Aşiret reislerinin yanaşması olanlar bile Prof,Ord.Prof.yüksek yargı Hakimi,Savcısı gibi ünvanlara da kavuşturuldular.Bunlar hep böyle oluverdi.O yüzden ilkesiz profların Tv kanallarında milleti biribirlerine düşürmeleri halen sürmektedir.

Olaylarla bazılarının kimlikleri açıklanınca hemen öğreniveriyoruz.
ABD-AB bilim kuruluşlarının yapacakları bir açıklama ile ülkemizin keskin proflarının,Doktorlarının bir anda tarım işçisinden daha vasıfsız hale düşebileceklerini biliyormuydunuz?
Böyle kirli ilişkiler ağında yetişenlerden bilim adamı olur mu?
Olmaz.
Olsa olsa geçen günkü Prof'un sahte ilaç çetesi olur.İnsanlar sömürülür,bilim adına, hem soyulur hem de kurban edilir.
Bu bilimsiz bilim adamları,1950 yıllarından sonra ABD-AB isteği üzerine,Atatürk'ün bile sağlığında haberi olmadığı bir "Atatürkçülük" "izm"ini ölümünden sonra yarattılar,milleti de çok sevip,iki yüzyıl sonunda ilk defa kendilerine başarı tattıran,ardına düşüp vatan için ölümlere gittikleri bu insandan da bıktırdılar.

Bu "izm" neden tutmadı?

İhanetin iç yüzü ve devleti kemirenlerin kimliği.

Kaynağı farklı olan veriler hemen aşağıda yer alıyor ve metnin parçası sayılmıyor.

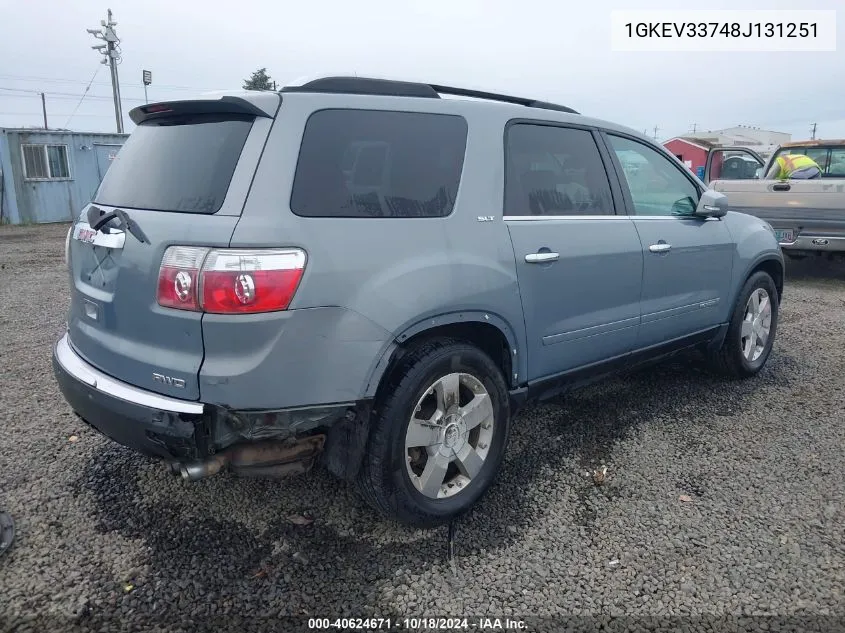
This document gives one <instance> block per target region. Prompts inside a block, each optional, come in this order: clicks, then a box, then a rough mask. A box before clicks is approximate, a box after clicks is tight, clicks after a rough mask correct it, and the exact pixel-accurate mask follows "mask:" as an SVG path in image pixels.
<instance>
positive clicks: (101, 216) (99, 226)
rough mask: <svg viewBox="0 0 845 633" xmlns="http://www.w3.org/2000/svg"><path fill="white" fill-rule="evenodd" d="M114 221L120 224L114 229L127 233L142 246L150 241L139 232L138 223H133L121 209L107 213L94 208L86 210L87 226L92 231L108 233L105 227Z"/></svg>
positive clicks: (114, 209)
mask: <svg viewBox="0 0 845 633" xmlns="http://www.w3.org/2000/svg"><path fill="white" fill-rule="evenodd" d="M115 219H117V220H119V221H120V223H119V224H118V225H117V226H116V227H114V228H116V229H121V230H125V231H129V233H130V234H131V235H132V237H134V238H135V239H136V240H138V241H139V242H141V243H142V244H149V243H150V240H149V239H148V238H147V236H146V235H145V234H144V232H143V231H142V230H141V227H140V226H138V223H137V222H135V220H133V219H132V218H130V217H129V214H128V213H126V211H124V210H123V209H113V210H111V211H109V212H108V213H106V212H105V211H103V210H102V209H100V208H98V207H94V206H92V207H91V208H90V209H88V225H89V226H90V227H91V228H92V229H93V230H94V231H100V230H102V231H103V233H108V232H109V227H108V226H106V225H107V224H108V223H109V222H111V221H112V220H115Z"/></svg>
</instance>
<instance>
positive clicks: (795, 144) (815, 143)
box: [781, 139, 845, 147]
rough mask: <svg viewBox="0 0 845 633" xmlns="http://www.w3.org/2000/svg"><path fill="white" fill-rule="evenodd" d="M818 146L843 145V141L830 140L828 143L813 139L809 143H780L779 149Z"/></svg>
mask: <svg viewBox="0 0 845 633" xmlns="http://www.w3.org/2000/svg"><path fill="white" fill-rule="evenodd" d="M818 145H845V139H831V140H828V141H825V140H823V139H814V140H811V141H791V142H789V143H782V144H781V147H814V146H818Z"/></svg>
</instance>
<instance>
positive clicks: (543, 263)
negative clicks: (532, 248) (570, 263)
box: [525, 253, 560, 264]
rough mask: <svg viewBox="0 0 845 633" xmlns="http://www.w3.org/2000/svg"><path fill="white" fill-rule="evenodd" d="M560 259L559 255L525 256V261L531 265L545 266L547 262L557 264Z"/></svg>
mask: <svg viewBox="0 0 845 633" xmlns="http://www.w3.org/2000/svg"><path fill="white" fill-rule="evenodd" d="M559 259H560V254H559V253H528V255H526V256H525V261H526V262H528V263H529V264H544V263H545V262H556V261H557V260H559Z"/></svg>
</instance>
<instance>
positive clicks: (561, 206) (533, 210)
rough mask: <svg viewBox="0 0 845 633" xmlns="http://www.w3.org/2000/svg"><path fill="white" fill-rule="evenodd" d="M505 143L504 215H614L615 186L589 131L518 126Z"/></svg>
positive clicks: (537, 126) (521, 124)
mask: <svg viewBox="0 0 845 633" xmlns="http://www.w3.org/2000/svg"><path fill="white" fill-rule="evenodd" d="M505 143H506V161H507V172H506V181H505V215H506V216H520V215H545V216H559V215H567V216H568V215H613V214H614V212H615V211H614V207H613V197H612V195H611V193H610V183H609V182H608V179H607V172H606V170H605V168H604V163H603V162H602V159H601V154H600V153H599V149H598V146H597V145H596V141H595V139H594V138H593V135H592V133H591V132H589V131H588V130H581V129H575V128H567V127H559V126H553V125H540V124H533V123H517V124H513V125H511V126H510V127H509V128H508V131H507V138H506V140H505Z"/></svg>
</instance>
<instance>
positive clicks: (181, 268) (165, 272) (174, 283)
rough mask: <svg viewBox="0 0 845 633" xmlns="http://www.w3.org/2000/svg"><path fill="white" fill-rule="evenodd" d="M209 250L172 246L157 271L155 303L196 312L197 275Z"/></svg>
mask: <svg viewBox="0 0 845 633" xmlns="http://www.w3.org/2000/svg"><path fill="white" fill-rule="evenodd" d="M208 251H209V249H207V248H197V247H195V246H171V247H169V248H168V249H167V250H166V251H164V257H163V258H162V260H161V268H160V269H159V271H158V304H159V305H161V306H164V307H165V308H177V309H179V310H199V309H200V307H199V295H198V294H197V286H199V275H200V268H201V267H202V262H203V261H204V260H205V256H206V255H208Z"/></svg>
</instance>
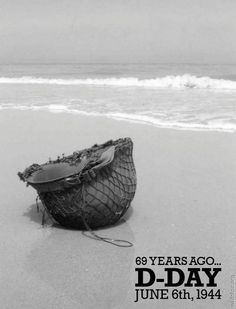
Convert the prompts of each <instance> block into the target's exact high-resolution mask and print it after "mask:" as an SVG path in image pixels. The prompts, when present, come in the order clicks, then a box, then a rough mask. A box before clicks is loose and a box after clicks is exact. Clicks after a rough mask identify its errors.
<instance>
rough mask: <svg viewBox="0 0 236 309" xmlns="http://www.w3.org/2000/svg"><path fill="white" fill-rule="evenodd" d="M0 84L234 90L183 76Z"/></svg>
mask: <svg viewBox="0 0 236 309" xmlns="http://www.w3.org/2000/svg"><path fill="white" fill-rule="evenodd" d="M0 84H32V85H34V84H35V85H37V84H38V85H64V86H76V85H93V86H107V87H143V88H154V89H155V88H157V89H159V88H160V89H165V88H175V89H185V88H194V89H216V90H236V81H232V80H225V79H214V78H210V77H208V76H204V77H197V76H194V75H189V74H184V75H177V76H172V75H170V76H165V77H157V78H153V79H138V78H136V77H123V78H85V79H62V78H61V79H55V78H42V77H32V76H22V77H0Z"/></svg>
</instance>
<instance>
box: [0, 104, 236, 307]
mask: <svg viewBox="0 0 236 309" xmlns="http://www.w3.org/2000/svg"><path fill="white" fill-rule="evenodd" d="M219 133H220V132H199V131H197V132H196V131H183V130H174V129H159V128H154V127H151V126H143V125H142V126H141V125H139V124H134V123H128V122H125V121H124V122H123V121H114V120H113V119H107V118H98V117H86V116H78V115H71V114H63V113H57V114H56V113H48V112H43V111H40V112H39V111H37V112H32V111H16V110H15V111H12V110H8V111H7V110H5V111H1V112H0V138H1V142H2V143H1V145H2V147H1V148H0V157H1V158H2V164H1V174H0V183H1V186H0V197H1V205H2V207H1V213H0V225H1V234H0V238H1V241H0V250H1V253H2V254H1V257H0V267H1V274H2V280H1V282H0V284H1V290H0V296H1V299H2V303H4V305H5V307H4V308H6V309H8V308H9V309H10V308H11V309H16V308H19V303H20V304H21V307H24V308H25V309H32V308H38V307H39V306H41V307H43V308H45V309H47V308H48V309H49V308H50V309H51V308H57V309H62V308H63V309H72V308H75V307H76V306H77V307H78V306H79V307H80V308H83V309H88V308H89V309H90V308H93V307H94V306H95V304H96V306H97V308H103V309H106V308H107V309H109V308H111V307H116V308H120V309H126V308H143V306H144V303H142V302H141V303H134V283H135V280H136V274H135V272H134V268H135V265H134V261H135V258H136V257H137V256H157V255H159V256H186V255H187V256H213V257H214V258H215V259H216V260H217V262H220V263H221V264H222V269H223V271H222V273H221V277H220V281H219V286H220V288H221V289H222V291H223V295H224V298H223V299H222V301H220V302H217V303H216V302H212V301H210V300H209V302H208V301H206V302H204V303H198V304H197V305H199V308H205V307H207V308H214V309H215V308H219V309H221V308H222V307H225V306H226V305H227V304H228V298H227V295H226V294H227V293H228V291H230V284H231V283H230V279H229V278H230V276H231V275H232V274H234V273H236V268H235V262H234V257H235V255H236V249H235V246H234V245H233V243H234V240H235V239H236V231H235V228H234V226H235V215H236V211H235V203H236V192H235V184H236V164H235V163H236V162H235V151H236V139H235V136H236V135H235V134H236V133H233V134H228V133H224V132H221V133H220V134H219ZM125 136H129V137H131V138H132V140H133V142H134V162H135V166H136V170H137V179H138V186H137V191H136V195H135V198H134V200H133V202H132V204H131V207H132V208H131V209H130V211H129V212H128V213H127V215H126V216H125V219H126V222H123V223H121V224H119V225H117V226H114V227H111V228H106V229H101V230H99V231H98V234H99V235H101V236H106V237H111V238H121V239H126V240H129V241H131V242H133V243H134V247H132V248H130V249H122V248H116V247H114V246H111V245H109V244H104V243H103V242H99V241H95V240H91V239H88V238H87V237H84V236H83V235H82V234H81V233H80V232H78V231H71V230H65V229H63V228H58V227H51V226H50V224H49V225H47V226H46V227H45V228H42V227H41V216H39V215H38V214H37V212H36V207H35V198H36V195H37V194H36V192H35V190H33V189H31V188H27V187H25V185H24V184H23V183H22V182H20V180H19V179H18V177H17V175H16V174H17V172H18V171H22V170H24V169H25V168H26V167H27V166H29V165H30V164H32V163H40V164H41V163H44V162H46V161H47V160H48V158H49V157H51V158H56V157H57V155H61V154H62V153H65V155H69V154H71V153H72V152H73V151H76V150H80V149H83V148H87V147H90V146H92V145H94V144H95V143H103V142H105V141H106V140H109V139H117V138H120V137H125ZM107 290H109V291H110V293H104V291H107ZM108 294H109V295H108ZM156 305H157V304H156V302H153V303H152V302H149V303H148V308H156ZM159 305H161V307H162V308H164V309H165V308H166V309H167V308H170V307H175V308H181V309H185V308H188V309H189V308H191V305H192V304H190V303H188V302H186V303H184V302H181V304H180V303H175V302H174V301H171V300H170V301H168V302H165V301H163V302H161V301H160V303H159ZM194 305H196V303H194V304H193V306H194ZM201 306H202V307H201Z"/></svg>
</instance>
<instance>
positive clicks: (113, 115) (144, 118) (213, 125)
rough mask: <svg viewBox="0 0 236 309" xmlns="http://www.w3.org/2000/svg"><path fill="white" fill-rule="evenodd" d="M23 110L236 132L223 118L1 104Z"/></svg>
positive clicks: (182, 129)
mask: <svg viewBox="0 0 236 309" xmlns="http://www.w3.org/2000/svg"><path fill="white" fill-rule="evenodd" d="M9 109H10V110H22V111H27V110H31V111H48V112H52V113H69V114H77V115H82V116H93V117H94V116H95V117H107V118H112V119H116V120H123V121H128V122H133V123H140V124H146V125H151V126H155V127H158V128H169V129H175V130H191V131H218V132H230V133H233V132H236V123H229V122H224V121H223V120H217V119H215V120H214V119H212V120H210V121H209V122H208V123H205V124H203V123H199V122H195V123H186V122H184V121H181V120H177V119H176V120H174V121H168V120H167V121H166V120H164V119H157V118H155V117H152V116H146V115H140V114H129V113H119V112H107V113H101V112H95V111H94V112H92V111H83V110H78V109H74V108H70V107H68V106H66V105H57V104H50V105H44V106H32V105H31V106H27V105H20V106H17V105H5V106H4V105H2V106H1V105H0V110H9Z"/></svg>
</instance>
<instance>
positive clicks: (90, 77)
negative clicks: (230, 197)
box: [0, 64, 236, 132]
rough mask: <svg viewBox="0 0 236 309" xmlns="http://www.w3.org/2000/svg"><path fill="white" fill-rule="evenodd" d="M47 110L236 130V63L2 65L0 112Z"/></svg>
mask: <svg viewBox="0 0 236 309" xmlns="http://www.w3.org/2000/svg"><path fill="white" fill-rule="evenodd" d="M3 109H19V110H34V111H39V110H46V111H48V112H52V113H56V112H61V113H77V114H84V115H97V116H103V117H104V116H106V117H110V118H115V119H120V120H126V121H130V122H139V123H144V124H148V125H152V126H156V127H162V128H174V129H181V130H205V131H209V130H213V131H224V132H235V131H236V65H232V64H231V65H207V64H204V65H199V64H178V65H176V64H86V65H82V64H60V65H59V64H50V65H48V64H47V65H34V64H27V65H1V66H0V112H1V110H3Z"/></svg>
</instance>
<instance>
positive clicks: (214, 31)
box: [0, 0, 236, 63]
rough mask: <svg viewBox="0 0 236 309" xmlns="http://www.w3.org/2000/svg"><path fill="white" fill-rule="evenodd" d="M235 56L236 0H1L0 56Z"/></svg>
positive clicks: (15, 56) (173, 61)
mask: <svg viewBox="0 0 236 309" xmlns="http://www.w3.org/2000/svg"><path fill="white" fill-rule="evenodd" d="M25 62H29V63H32V62H34V63H35V62H39V63H51V62H53V63H60V62H61V63H66V62H77V63H91V62H92V63H103V62H108V63H125V62H129V63H138V62H142V63H153V62H157V63H159V62H160V63H162V62H164V63H170V62H171V63H236V0H139V1H138V0H6V1H4V0H0V63H25Z"/></svg>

Biraz geniş alacağım,bazı geçmiş yazılarımın tekrarı olsa da sizleri yazı arama derdinden kurtarmak için böyle olacak.

Çünkü İsmet Paşa İngiltere'nin isteği üzerine,biraz da kendisinin o taraflı olması sebebiyle 22.Ekim.1938 III.Dersim İsyanı yapan Dersimlileri devlete sokmuştu.Bunlar,Rus işgali sırasında geçen altmış yıla yakın bir süre içinde Rusya'da "Bolşevizm"i kuracak olan generaller ve askerler tarafından eğitilmiş,14.yy."Hurufilik" tarikatının içinden gelmiş insanlardı.

Yani Marks bile "Komün"ü yazma fikrini bunların piri olan "Fazlullah Astarabadi"den almıştır dersem yanılmış olmam.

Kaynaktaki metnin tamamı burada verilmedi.